Here is the “recipe” for my basil pesto. I make this every few weeks during peak basil production (mid-summer), generally two batches at a time. During the summer, there is usually a small jar of fresh pesto in the fridge. It primarily goes on sandwiches or into hot or cold pasta dishes–I’m always looking for new ways to use it up (suggestions welcome)! We only keep out what we can use in a week. The rest will be frozen into pesto ice-cubes, a.k.a. pesto flavor bombs, that we defrost as needed through the winter.
This pesto will be distinctly garlicky, and it should be. Imagine it as part of a creamy or lemony pasta sauce or mixed into meatballs or as a garnish for a cheesy potato soup and the intensity will make more sense. Generally, we get through all the previous summer’s pesto by early spring the following year. I’m already sizing up my new plants.
Why walnuts? It’s true that pine nuts are traditional, but given recent pine nut prices, I can compromise. Consider this February 2013 Bloomberg article “Pine Nuts Rate Foie Gras Prices as Bugs to Drought Cut Harvests,” then decide for yourself. Pine nuts, or even cashews, can easily be substituted here. Enjoy!

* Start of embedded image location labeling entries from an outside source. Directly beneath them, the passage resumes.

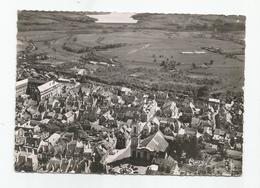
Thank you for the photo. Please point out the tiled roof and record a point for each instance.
(155, 142)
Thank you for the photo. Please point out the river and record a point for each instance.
(114, 17)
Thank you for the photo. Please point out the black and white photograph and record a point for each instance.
(102, 92)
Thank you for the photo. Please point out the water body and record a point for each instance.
(114, 17)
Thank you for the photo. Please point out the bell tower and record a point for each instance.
(135, 136)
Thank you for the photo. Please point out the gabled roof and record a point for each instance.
(47, 85)
(155, 142)
(21, 82)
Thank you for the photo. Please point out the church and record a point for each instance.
(146, 149)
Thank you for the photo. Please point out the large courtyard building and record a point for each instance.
(49, 89)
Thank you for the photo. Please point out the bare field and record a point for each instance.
(143, 50)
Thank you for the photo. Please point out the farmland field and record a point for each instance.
(139, 49)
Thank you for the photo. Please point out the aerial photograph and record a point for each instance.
(129, 93)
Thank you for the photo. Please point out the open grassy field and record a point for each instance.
(141, 48)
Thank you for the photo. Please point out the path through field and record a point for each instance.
(136, 50)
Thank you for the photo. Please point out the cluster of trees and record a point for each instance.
(80, 50)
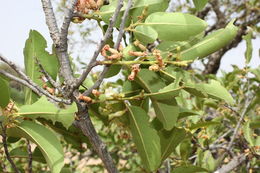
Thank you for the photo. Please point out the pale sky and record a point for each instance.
(18, 17)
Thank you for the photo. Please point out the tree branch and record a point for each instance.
(29, 149)
(107, 35)
(6, 148)
(236, 161)
(85, 124)
(116, 46)
(51, 21)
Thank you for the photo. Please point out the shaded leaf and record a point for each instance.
(166, 111)
(47, 110)
(45, 139)
(145, 137)
(145, 34)
(189, 169)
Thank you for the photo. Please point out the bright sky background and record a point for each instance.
(18, 17)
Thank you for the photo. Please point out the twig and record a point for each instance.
(39, 91)
(30, 156)
(107, 35)
(51, 21)
(85, 124)
(48, 77)
(236, 161)
(60, 38)
(116, 46)
(6, 148)
(247, 104)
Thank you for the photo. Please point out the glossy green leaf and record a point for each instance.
(175, 26)
(248, 134)
(145, 137)
(213, 89)
(211, 43)
(4, 93)
(166, 111)
(167, 92)
(45, 139)
(35, 48)
(200, 4)
(170, 140)
(203, 124)
(47, 110)
(138, 7)
(145, 34)
(249, 48)
(189, 169)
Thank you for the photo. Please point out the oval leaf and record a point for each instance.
(175, 26)
(47, 110)
(145, 137)
(4, 93)
(45, 139)
(210, 43)
(145, 34)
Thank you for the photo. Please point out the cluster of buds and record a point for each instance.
(114, 54)
(160, 64)
(134, 70)
(83, 6)
(85, 99)
(49, 89)
(96, 93)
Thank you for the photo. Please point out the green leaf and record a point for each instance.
(145, 34)
(4, 93)
(175, 26)
(200, 4)
(145, 137)
(47, 110)
(136, 10)
(189, 169)
(248, 134)
(166, 111)
(35, 48)
(214, 90)
(211, 43)
(249, 48)
(203, 124)
(170, 140)
(45, 139)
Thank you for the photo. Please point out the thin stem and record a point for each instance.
(107, 35)
(6, 148)
(29, 156)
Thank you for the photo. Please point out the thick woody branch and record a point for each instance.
(60, 38)
(116, 46)
(85, 124)
(3, 129)
(51, 21)
(34, 87)
(107, 35)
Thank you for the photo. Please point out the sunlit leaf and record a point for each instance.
(145, 137)
(45, 139)
(47, 110)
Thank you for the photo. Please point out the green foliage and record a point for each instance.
(45, 139)
(4, 93)
(35, 50)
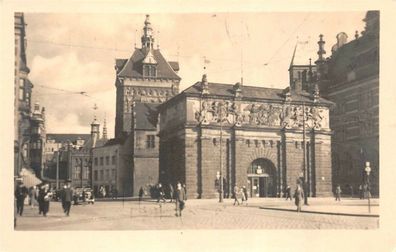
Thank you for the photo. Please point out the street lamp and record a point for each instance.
(367, 169)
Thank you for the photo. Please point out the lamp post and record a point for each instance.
(221, 152)
(367, 169)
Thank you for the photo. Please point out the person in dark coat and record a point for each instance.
(20, 194)
(338, 193)
(171, 191)
(141, 192)
(160, 191)
(180, 199)
(44, 197)
(236, 195)
(62, 196)
(288, 193)
(67, 198)
(299, 197)
(244, 189)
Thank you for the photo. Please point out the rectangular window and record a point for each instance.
(21, 89)
(107, 174)
(150, 141)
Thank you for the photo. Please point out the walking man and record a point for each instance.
(338, 193)
(298, 197)
(20, 194)
(236, 192)
(171, 192)
(160, 191)
(180, 199)
(141, 192)
(244, 191)
(288, 193)
(67, 198)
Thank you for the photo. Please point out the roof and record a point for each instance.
(251, 92)
(99, 142)
(174, 65)
(146, 116)
(346, 58)
(115, 141)
(132, 67)
(62, 138)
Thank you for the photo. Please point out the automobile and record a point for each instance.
(83, 195)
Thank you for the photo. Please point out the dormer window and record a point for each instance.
(149, 71)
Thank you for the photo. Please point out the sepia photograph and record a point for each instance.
(175, 126)
(197, 121)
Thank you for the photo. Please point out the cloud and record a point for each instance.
(59, 82)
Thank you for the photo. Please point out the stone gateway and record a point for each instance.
(249, 136)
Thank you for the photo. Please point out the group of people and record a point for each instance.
(240, 193)
(179, 196)
(42, 195)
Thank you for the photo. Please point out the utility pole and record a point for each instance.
(221, 152)
(304, 161)
(57, 170)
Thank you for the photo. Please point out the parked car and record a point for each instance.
(83, 195)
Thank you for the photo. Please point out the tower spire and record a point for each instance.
(147, 38)
(104, 129)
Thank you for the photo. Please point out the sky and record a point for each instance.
(72, 56)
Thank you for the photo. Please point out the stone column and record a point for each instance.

Yields… well that’s a good question. I’ve never measured the end product. I consider this one batch because this is what fits neatly in my food processor.

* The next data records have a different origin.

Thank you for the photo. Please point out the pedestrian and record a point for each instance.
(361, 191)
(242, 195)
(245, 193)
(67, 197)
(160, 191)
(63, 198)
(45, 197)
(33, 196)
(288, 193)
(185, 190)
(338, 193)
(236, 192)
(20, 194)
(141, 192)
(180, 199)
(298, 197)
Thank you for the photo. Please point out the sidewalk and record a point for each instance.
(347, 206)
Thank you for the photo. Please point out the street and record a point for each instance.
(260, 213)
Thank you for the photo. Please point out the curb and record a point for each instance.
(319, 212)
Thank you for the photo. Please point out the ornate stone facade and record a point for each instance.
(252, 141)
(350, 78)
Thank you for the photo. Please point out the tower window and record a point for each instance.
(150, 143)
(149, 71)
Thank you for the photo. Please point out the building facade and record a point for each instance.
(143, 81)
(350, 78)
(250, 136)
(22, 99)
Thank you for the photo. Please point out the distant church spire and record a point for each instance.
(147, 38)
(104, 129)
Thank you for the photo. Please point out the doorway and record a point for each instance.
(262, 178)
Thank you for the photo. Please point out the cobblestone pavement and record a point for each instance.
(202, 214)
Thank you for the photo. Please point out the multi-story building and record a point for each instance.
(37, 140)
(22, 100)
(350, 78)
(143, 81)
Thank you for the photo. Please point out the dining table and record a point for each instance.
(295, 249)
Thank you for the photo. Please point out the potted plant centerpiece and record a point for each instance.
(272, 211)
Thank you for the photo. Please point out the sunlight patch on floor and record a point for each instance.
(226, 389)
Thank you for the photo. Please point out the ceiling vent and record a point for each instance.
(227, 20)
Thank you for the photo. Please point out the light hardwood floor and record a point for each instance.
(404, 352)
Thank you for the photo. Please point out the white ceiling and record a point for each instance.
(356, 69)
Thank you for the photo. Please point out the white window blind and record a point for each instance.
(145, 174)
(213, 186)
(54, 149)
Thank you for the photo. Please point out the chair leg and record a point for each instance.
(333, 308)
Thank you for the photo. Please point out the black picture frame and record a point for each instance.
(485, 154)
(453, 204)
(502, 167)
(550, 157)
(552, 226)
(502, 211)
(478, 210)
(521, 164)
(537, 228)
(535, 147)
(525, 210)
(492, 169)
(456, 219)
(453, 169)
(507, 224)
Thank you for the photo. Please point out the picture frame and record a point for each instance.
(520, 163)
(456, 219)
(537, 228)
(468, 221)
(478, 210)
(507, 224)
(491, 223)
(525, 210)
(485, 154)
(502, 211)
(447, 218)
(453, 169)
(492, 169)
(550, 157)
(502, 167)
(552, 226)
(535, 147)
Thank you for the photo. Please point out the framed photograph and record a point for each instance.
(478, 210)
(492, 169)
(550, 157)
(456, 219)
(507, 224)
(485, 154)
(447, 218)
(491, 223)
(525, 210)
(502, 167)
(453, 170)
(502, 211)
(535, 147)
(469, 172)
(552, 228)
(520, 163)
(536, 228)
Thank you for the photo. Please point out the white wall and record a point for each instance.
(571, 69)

- about 3 cups fresh basil leaves, washed and stems removed
- 3-5 cloves garlic, banged open and woody nubs removed
- 3/4 cup walnuts (or pine nuts)
- pinch of salt
- 1/2 cup+ extra virgin olive oil
- 1 cup freshly grated Parmigiano-Reggiano
- salt and pepper to taste
Place basil, garlic, and walnuts with a pinch of salt into the bowl of your food processor and pulse until well chopped.
With the processor running, slowly stream in the olive oil until the mixture has a smooth consistency. Stop occasionally to push everything down into the mix. If you start to hear a slopping sound–as soon as you hear it–stop! There is enough oil in there.

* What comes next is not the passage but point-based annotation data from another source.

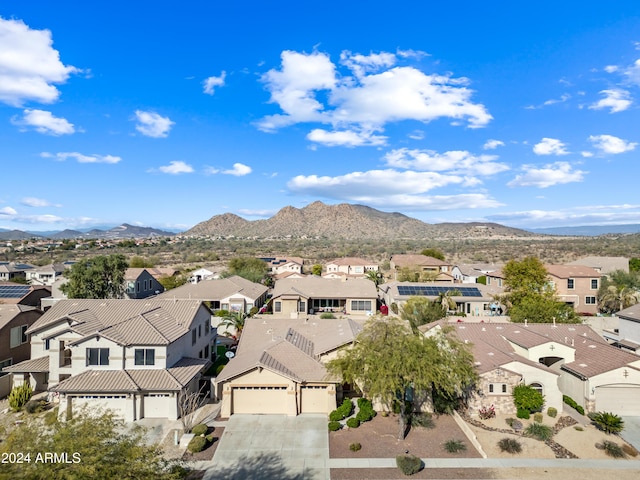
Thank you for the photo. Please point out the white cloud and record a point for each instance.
(345, 138)
(81, 158)
(176, 167)
(152, 124)
(457, 161)
(37, 202)
(29, 65)
(373, 96)
(238, 170)
(615, 99)
(492, 144)
(211, 83)
(611, 144)
(550, 146)
(8, 211)
(44, 122)
(553, 174)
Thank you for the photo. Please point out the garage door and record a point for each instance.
(618, 399)
(157, 405)
(314, 399)
(259, 400)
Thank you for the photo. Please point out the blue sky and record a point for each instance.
(165, 114)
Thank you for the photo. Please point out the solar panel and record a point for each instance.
(14, 291)
(434, 291)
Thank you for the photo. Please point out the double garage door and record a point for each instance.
(618, 399)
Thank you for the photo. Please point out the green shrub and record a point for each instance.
(19, 396)
(424, 420)
(409, 464)
(527, 398)
(607, 422)
(510, 445)
(199, 429)
(197, 444)
(353, 423)
(611, 448)
(454, 446)
(539, 431)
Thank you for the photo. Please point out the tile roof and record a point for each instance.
(141, 322)
(290, 347)
(217, 289)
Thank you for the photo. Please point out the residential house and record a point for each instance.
(300, 296)
(132, 356)
(603, 265)
(476, 300)
(557, 360)
(233, 293)
(45, 275)
(351, 266)
(140, 283)
(576, 285)
(279, 367)
(437, 270)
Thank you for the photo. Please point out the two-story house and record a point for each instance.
(576, 285)
(132, 356)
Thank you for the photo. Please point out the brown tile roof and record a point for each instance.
(34, 365)
(142, 322)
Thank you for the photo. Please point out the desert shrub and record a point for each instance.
(19, 396)
(527, 398)
(611, 448)
(197, 444)
(35, 406)
(539, 431)
(510, 445)
(629, 450)
(607, 422)
(409, 464)
(485, 413)
(199, 429)
(454, 446)
(424, 420)
(353, 423)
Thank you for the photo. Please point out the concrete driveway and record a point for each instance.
(264, 447)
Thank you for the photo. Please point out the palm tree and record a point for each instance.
(619, 297)
(233, 321)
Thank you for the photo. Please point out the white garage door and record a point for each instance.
(259, 400)
(156, 405)
(618, 399)
(314, 399)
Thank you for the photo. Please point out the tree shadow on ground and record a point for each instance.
(257, 467)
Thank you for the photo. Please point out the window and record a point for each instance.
(361, 305)
(145, 356)
(97, 356)
(18, 336)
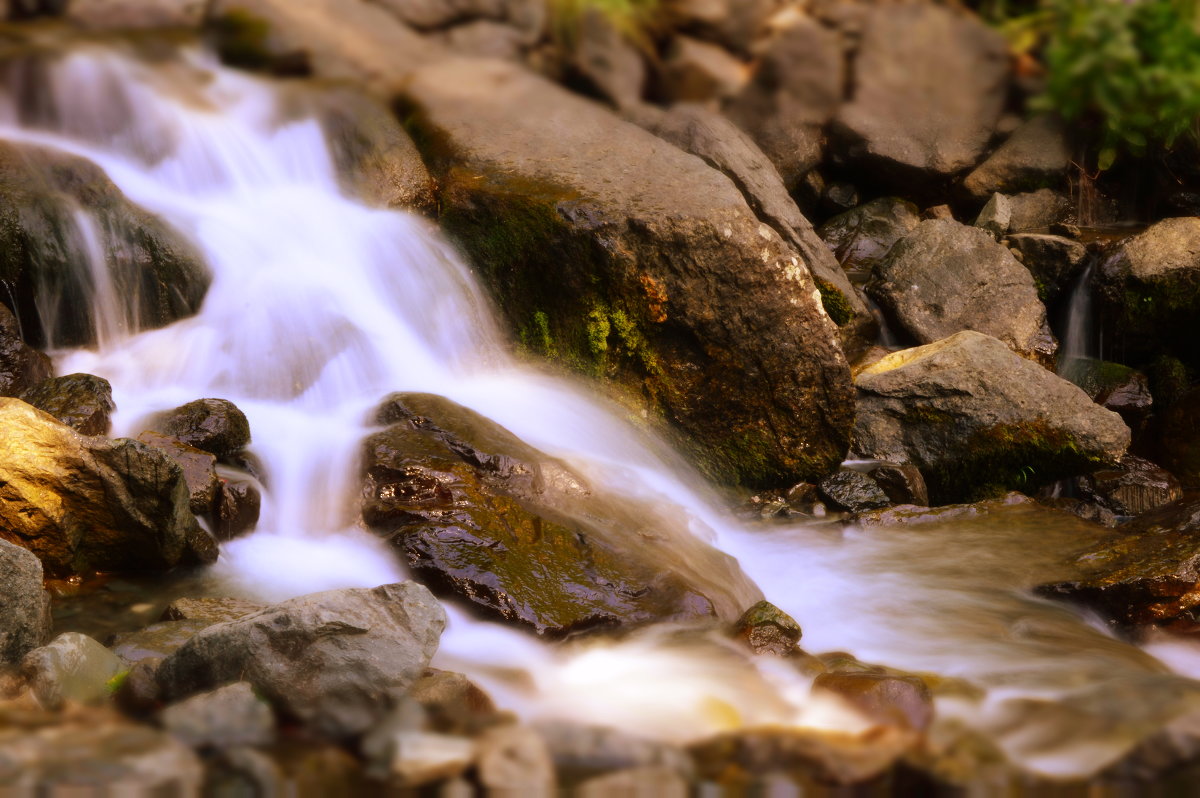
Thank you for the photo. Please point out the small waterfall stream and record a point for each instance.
(321, 305)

Add the Parmigiano-Reggiano and pulse quickly to combine (do not over process the cheese). Taste and adjust the seasoning with salt and pepper as needed.
Use It or Store It
To preserve short-term, put the pesto into a sealable glass jar in the fridge, cover the surface with a thin coat of oil. It will last for about 5 days.
To preserve long-term, spoon the pesto into an ice-cube tray (about 2 tablespoons per cube), freeze, then remove from ice-cube tray and store in plastic freezer bags until needed. (Vacuum-seal bags work best for this.)
To enjoy immediately, after you have divided up your long- and short-term portions, wipe out the inside of the bowl with a piece of crusty bread, eat. Be sure to remove the blade from your food processor first (duh).